Perhaps one of the most haunted locations in the Philippines is the abandoned Diplomat Hotel, perched high on Dominican Hill overlooking the city of Baguio. I had the opportunity to visit the creepy site in 2019 and learned of its tragic history.
The castle-like edifice was constructed in 1915 as the Colegio del Santissimo Rosario, but in 1917 it became a retreat and vacation house for a Dominican order of priests. Up until 1940, the priests were able to relax, pray, and meditate in the house’s lovely fountain-splashed courtyards and cool, stone corridors far from the crowds of the city below. But that peace was brutally shattered when the Japanese army invaded the Philippines in 1941, landing on Batan Island (not to be confused with the Bataan Peninsula). American and Filipino forces fought a strenuous defense, but by early 1942 were forced to surrender the Philippines to the Japanese. Still, Filipino guerillas were effective in harassing the Japanese army during its occupation, especially in the mountains and jungles.
From 1940 until the liberation of the Philippines in 1945, the Dominican retreat house was used as a refugee center. But for the Japanese Imperial Army, “refugee” was a relative term. There is no definitive record of how many people were tortured and killed by Japanese soldiers at the retreat house, but it is said that priests were beheaded, nuns were raped and killed, and many civilians, including children, were murdered by the soldiers.

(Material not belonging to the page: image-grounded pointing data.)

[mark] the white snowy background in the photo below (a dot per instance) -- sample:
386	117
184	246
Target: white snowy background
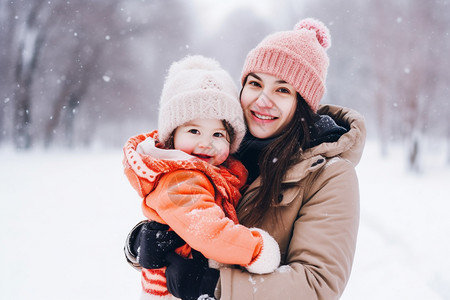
64	217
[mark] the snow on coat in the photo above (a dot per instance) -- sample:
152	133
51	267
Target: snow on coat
317	224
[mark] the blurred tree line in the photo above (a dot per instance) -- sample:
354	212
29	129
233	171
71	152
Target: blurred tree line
77	73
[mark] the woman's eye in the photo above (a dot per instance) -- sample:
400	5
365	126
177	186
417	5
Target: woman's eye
194	131
254	83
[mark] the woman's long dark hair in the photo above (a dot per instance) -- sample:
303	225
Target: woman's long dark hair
276	159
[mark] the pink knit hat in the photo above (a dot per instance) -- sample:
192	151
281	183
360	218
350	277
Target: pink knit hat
298	57
196	87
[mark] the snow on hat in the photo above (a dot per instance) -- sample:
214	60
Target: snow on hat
298	57
196	87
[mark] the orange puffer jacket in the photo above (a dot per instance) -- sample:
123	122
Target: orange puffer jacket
197	200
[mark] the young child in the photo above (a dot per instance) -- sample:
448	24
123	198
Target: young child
186	177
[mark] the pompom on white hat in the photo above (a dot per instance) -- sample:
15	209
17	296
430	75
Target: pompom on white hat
196	87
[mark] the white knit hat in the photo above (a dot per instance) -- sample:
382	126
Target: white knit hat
196	87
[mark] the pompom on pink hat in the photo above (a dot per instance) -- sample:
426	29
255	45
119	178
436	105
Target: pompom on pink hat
196	87
298	57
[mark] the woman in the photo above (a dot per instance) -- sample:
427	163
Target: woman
301	158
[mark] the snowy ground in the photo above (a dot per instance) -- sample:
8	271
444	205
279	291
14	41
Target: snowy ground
64	217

In February 1945, American forces that had returned to the Philippines, launched an attack on the Japanese army at Baguio. After heavy fighting, the city fell to the Americans in April. It has been reported that some of the Japanese soldiers defending the retreat house committed hara-kiri (suicide), rather than surrendering to the Americans.
After the war, the Dominicans repaired the retreat house and occupied it until selling it to a hotel group in 1972 that renamed the structure the Diplomat Hotel. That was a short-lived venture; in 1986 the hotel closed, and it has remained a deteriorating derelict ever since.
The Diplomat Hotel (as it is still called today) is considered a national heritage landmark and is open to the public, as there is really no way to stop anyone from entering its premises. It’s a favorite haunt of local ghosthunters who claim to hear children crying and people screaming and have reported apparitions of headless ghosts.
Another haunted site in Baguio used by the Japanese army is the Laperal Guest House, originally built in the 1930s as a summer retreat for a wealthy businessman. The Japanese soldiers who occupied it during the war committed atrocities there also, raping and killing women, and torturing and killing people they accused of spying for the Americans. These poor souls linger there still according to local paranormal investigators.